The first thing is obvious: these singings last only 2 hours or so, rather than all day, and they occur monthly rather than annually. Usually those who attend are drawn from the immediate geographic area, rather than from all over as for the big annual all-day singings. Loaner books are always available at these singings, so visitors and the merely curious may drop in and find out what the singing is like without making an investment in a book (about $15).
--The monthly singings often employ both the Denson edition and the Cooper edition of The Sacred Harp (with loaners for both available). Occasionally other shapenote books will be sung from. Monthly singings are also the place for local composers to try out their compositions with the class.
-- Monthly singings are often called "practice singings", as they are much less formal and the pace can be (though it doesn't have to be) much slower than at the all-day singings. If the trebles, for example, need to sing their part to a given song twice, time is often taken at the monthly singings to let them do that.
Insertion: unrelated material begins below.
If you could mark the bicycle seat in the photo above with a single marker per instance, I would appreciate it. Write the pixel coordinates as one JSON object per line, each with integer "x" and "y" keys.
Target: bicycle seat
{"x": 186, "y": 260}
Sometimes it's hard to distinguish a "practice singing" from a singing school, and at other times everyone just jells and the afternoon or evening feels like a big all-day singing in intensity.
-- Unlike the all-day singings, these events are not opened and closed with prayer, and most of the time the numbers of singers are few enough that leaders lead from their seats rather than standing.
Because those with the skill to pitch a song without mechanical aids are few, and there are lots of monthly singings, the pitching is often done with the judicious use of pitch pipes or tuning forks (guided by the same sense of where the key ought to be, however, as is employed at the all-day singings).
-- A very few of the monthly singings here in the Pacific Northwest have no structure in who chooses songs; most employ some technique such as "going around the square clockwise" to ensure that everyone present gets a chance to choose a song, even visitors!
-- Attendance isn't taken, but the social aspects are not neglected and singers often become good friends and absences are noticed. "Religion and politics get left at the door; we're here to sing" is a tradition upheld even at the monthly singings and this allows a quite disparate group of people to mingle and share a love of this music all without the tensions that might otherwise erupt.
-- There's no potluck meal, usually, and singers bring their own beverages/water bottles.
-- Many of the monthly singings are held at local churches because those tend to have better acoustics than private living rooms and are available. Many of them charge the singers a small fee to cover lights and heat, and so there is often a hat passed at the monthly singing to cover this fee.
-- Those lucky enough to live close to several monthly singings can attend them all and thus get to sing more than once a month. There's no rule says you have to attend only one, or every time.